Board pearl: Pseudomonas keratitis can perforate within 48–72 hours in a CL wearer — that compressed timeline is why ophthalmology referral is same-day, not next-week.
— "22-year-old soft CL wearer who sleeps in lenses presents with 1 day of severe pain, photophobia, mucopurulent discharge, vision 20/200, central infiltrate with hypopyon."
— Answer: Same-day ophthalmology, corneal scraping/culture, fortified tobramycin + vancomycin or topical moxifloxacin hourly; discontinue lenses; no patch; no steroids initially.
— "35-year-old with prior cold sores has unilateral red eye, foreign body sensation, decreased corneal sensation, fluorescein reveals branching lesion with terminal bulbs."
— Answer: Oral valacyclovir 500 mg TID × 7–10 days (or topical ganciclovir gel); no topical steroid; discuss suppression if recurrent.
— "Young CL wearer who swims and showers in lenses, pain out of proportion to exam, perineural infiltrates, later ring infiltrate."
— Answer: Ophthalmology, confocal microscopy, culture on non-nutrient agar with E. coli, biguanides (PHMB or chlorhexidine).
— "Farmer struck in the eye by a tree branch a week ago, now feathery white infiltrate with satellite lesions and endothelial plaque."
— Answer: Cultures (Sabouraud), topical natamycin 5%, hold any steroids.
— "70-year-old with V1 vesicular rash and lesion at nasal tip (Hutchinson sign), now red painful eye."

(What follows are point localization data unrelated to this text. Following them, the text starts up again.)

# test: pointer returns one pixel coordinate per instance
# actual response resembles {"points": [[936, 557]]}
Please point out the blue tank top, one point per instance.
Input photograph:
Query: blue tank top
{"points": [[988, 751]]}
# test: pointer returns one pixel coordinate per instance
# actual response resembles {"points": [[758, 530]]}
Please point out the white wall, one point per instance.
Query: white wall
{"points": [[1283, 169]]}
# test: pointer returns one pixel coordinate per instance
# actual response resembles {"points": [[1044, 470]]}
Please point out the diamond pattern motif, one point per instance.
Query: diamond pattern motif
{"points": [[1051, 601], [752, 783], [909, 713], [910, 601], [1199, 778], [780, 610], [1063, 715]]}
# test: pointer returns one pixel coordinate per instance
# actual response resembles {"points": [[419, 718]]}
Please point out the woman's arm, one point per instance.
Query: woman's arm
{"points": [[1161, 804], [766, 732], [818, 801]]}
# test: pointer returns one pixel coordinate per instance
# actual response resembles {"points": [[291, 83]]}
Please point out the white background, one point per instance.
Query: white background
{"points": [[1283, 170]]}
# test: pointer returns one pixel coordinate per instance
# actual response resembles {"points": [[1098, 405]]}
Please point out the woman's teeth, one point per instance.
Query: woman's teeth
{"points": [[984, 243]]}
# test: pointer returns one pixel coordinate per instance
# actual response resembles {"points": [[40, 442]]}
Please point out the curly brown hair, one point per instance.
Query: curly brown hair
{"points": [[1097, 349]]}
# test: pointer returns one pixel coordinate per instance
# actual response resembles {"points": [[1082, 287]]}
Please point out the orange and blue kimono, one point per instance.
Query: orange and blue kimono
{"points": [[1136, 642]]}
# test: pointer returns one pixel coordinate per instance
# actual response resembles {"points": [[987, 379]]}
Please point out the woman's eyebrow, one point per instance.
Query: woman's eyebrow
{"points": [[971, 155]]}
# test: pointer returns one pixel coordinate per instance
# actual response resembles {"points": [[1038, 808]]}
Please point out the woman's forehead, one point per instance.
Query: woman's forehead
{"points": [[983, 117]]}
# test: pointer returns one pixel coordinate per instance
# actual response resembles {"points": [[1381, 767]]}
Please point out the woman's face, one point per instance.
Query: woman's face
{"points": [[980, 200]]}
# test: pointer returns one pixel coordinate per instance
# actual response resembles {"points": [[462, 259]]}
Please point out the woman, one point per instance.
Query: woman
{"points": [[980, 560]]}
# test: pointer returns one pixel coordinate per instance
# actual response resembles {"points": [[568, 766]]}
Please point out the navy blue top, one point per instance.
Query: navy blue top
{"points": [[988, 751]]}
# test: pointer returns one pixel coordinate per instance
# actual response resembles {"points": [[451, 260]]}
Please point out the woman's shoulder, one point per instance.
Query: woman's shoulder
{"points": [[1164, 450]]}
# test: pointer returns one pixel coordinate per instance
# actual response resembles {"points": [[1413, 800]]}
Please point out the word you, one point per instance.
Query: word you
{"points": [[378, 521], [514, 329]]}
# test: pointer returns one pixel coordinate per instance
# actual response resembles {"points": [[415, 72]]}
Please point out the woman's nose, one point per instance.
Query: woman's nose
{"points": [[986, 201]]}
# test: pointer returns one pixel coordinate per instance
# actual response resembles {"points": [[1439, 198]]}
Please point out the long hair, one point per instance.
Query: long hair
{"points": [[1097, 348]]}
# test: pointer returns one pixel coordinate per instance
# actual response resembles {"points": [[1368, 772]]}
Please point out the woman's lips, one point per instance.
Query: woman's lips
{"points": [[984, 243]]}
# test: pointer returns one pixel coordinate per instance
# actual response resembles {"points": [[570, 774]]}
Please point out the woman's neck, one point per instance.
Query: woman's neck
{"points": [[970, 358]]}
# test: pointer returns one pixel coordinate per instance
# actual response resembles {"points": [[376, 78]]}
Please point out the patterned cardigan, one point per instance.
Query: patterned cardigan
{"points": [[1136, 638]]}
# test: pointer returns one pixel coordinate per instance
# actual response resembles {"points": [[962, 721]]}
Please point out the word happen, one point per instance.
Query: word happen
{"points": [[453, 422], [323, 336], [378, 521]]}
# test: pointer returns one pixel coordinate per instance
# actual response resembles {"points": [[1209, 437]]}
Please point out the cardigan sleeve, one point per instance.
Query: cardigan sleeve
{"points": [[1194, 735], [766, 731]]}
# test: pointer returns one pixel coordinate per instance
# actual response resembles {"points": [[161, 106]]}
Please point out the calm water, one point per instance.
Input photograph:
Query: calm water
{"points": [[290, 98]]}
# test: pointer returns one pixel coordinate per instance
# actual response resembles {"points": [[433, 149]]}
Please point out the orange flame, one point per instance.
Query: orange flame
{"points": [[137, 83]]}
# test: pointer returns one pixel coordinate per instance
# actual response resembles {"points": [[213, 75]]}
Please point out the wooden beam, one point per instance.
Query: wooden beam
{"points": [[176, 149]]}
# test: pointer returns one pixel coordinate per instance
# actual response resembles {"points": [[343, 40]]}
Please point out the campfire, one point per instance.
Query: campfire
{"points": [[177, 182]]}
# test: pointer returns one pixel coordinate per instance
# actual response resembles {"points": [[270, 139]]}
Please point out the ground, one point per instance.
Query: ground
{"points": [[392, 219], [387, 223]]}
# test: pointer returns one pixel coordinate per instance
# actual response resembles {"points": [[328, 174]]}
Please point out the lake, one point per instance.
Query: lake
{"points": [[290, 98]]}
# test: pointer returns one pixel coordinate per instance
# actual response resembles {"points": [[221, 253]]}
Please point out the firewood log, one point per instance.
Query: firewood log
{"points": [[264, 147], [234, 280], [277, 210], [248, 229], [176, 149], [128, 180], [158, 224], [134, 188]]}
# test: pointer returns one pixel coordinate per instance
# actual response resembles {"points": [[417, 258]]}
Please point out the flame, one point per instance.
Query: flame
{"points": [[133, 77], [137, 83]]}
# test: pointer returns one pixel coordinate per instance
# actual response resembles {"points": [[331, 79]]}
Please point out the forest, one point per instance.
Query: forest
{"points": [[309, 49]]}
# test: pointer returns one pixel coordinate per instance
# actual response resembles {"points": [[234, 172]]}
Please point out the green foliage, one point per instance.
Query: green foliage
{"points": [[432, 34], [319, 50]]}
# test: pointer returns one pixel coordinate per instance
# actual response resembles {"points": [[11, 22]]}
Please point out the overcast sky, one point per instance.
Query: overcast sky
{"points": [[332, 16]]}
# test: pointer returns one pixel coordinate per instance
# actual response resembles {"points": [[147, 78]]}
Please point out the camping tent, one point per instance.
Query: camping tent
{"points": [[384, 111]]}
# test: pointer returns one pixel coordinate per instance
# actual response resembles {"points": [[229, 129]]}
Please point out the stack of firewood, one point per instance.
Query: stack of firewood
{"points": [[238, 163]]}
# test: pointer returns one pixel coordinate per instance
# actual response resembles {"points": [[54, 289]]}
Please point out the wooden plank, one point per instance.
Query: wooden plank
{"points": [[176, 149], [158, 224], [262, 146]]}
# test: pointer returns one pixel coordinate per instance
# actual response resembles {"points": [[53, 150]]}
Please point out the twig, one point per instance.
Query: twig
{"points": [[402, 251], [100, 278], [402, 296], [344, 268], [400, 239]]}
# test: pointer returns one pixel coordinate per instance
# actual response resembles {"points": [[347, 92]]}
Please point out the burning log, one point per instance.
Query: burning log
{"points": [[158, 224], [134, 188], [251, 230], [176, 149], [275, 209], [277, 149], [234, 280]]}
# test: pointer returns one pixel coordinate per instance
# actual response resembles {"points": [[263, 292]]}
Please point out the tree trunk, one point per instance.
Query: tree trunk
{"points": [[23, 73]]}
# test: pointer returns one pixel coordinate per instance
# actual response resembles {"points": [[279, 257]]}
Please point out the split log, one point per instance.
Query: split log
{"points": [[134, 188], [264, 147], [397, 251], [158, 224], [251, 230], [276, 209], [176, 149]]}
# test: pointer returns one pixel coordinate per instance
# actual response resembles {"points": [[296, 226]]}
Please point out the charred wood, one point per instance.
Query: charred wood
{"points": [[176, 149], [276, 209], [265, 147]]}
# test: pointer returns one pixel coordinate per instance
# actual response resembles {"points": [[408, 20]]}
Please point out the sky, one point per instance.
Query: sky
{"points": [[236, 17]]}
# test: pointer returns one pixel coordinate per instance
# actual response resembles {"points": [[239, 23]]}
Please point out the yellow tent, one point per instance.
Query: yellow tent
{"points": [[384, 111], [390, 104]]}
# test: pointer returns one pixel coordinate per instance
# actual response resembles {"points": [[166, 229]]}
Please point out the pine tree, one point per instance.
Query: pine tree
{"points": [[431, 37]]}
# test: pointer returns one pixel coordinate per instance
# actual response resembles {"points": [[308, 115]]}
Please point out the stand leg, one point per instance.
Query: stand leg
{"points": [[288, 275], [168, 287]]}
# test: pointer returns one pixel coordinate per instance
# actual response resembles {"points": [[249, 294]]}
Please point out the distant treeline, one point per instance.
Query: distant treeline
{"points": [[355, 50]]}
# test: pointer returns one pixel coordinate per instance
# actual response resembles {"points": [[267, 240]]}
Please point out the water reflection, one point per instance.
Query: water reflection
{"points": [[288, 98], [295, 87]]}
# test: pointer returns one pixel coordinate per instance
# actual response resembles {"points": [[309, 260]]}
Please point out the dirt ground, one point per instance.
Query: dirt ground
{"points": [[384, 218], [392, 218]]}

— Answer: Oral valacyclovir 1 g TID × 7–10 days (renally dose), same-day ophthalmology, monitor for uveitis/glaucoma; counsel on PHN; ensure RZV vaccination plan.
— Hyperacute purulent conjunctivitis day 3 of life → gonococcal — admit, IM/IV ceftriaxone, saline irrigation, treat mother and partners; report.
— Topical steroids in undiagnosed ulcer → wrong.
— Eye patching of CL ulcer → wrong.
— Dispensing proparacaine → wrong.
— Continuing CL during treatment → wrong.
— Annual visit with CL wearer who sleeps in lenses → counsel on CL hygiene, switch to daily disposables, document.
Key distinction: Stems hinge on one decisive cue — water exposure (Acanthamoeba), vegetative trauma (fungal), prior cold sores + reduced sensation (HSV), Hutchinson sign (HZO), sleeping in lenses + hypopyon (Pseudomonas). Identify the cue first, then pick therapy.
One-line recap: Any painful red eye with photophobia, decreased visual acuity, and a fluorescein-staining corneal infiltrate is microbial keratitis until proven otherwise — requiring same-day ophthalmology, etiology-targeted therapy, and durable counseling on the underlying risk factor (especially contact lens hygiene), because delay or topical steroid misuse causes permanent blindness.
Board pearl: When a Step 3 stem features a contact lens wearer with a painful red eye, the highest-yield single best next step is almost always same-day ophthalmology referral with corneal cultures and empiric topical fluoroquinolone, plus documented CL hygiene counseling — that combination wins both the management question and the preventive-medicine follow-up.